Amazon Games’ inexperience with the games-as-a-service sector was already a worrying issue when Crucible launched in mid-May. It’s still unclear why the company chose to launch the game to the public in a wide-open, “1.0” state in May as opposed to testing the waters of public perception with invite-only beta tests or a soft, “early access” launch. (The reasoning didn’t seem to be entirely about making money via microtransactions, as all players who signed up over the past month were given roughly $10 of free credits for joining the game’s launch period.) That kind of sudden rush to market was doubly weird in the case of this game’s “action-MOBA” genre, since other major forays into that gameplay model, particularly Epic’s Paragon and Gearbox’s Battleborn, had so loudly crashed-and-burned.

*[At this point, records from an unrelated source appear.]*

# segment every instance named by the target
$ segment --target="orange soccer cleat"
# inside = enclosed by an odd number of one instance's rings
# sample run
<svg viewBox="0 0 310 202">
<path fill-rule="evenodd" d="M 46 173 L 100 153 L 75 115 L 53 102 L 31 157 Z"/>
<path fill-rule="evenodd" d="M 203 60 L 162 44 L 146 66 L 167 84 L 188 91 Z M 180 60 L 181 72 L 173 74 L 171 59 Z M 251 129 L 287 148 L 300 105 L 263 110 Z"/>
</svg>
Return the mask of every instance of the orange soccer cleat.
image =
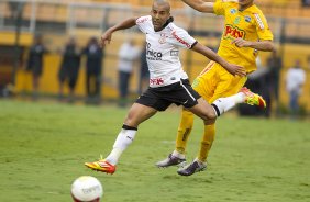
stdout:
<svg viewBox="0 0 310 202">
<path fill-rule="evenodd" d="M 85 162 L 85 166 L 87 166 L 92 170 L 111 173 L 111 175 L 114 173 L 117 169 L 117 166 L 111 165 L 106 159 L 101 159 L 95 162 Z"/>
</svg>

While Relentless has offered insight into its plans for updating and developing the game over time, the studio still hasn’t committed to adding built-in text chat—a serious oversight for a game that cannot be won without coordinated strategies—or systems to deal with rage-quitters, so that dedicated players don’t get punished for sticking to unwinnable 3v4 or 2v4 matches. (The only consolation as of press time is a mild boost for lopsided teams and a somewhat new “surrender” option.)

Also, since Relentless is taking this game back behind a curtain for tinkering, I’ll add one small request: change the name of the game before you relaunch. “Crucible” has long been established as the mode name for Destiny and Destiny 2‘s versus modes.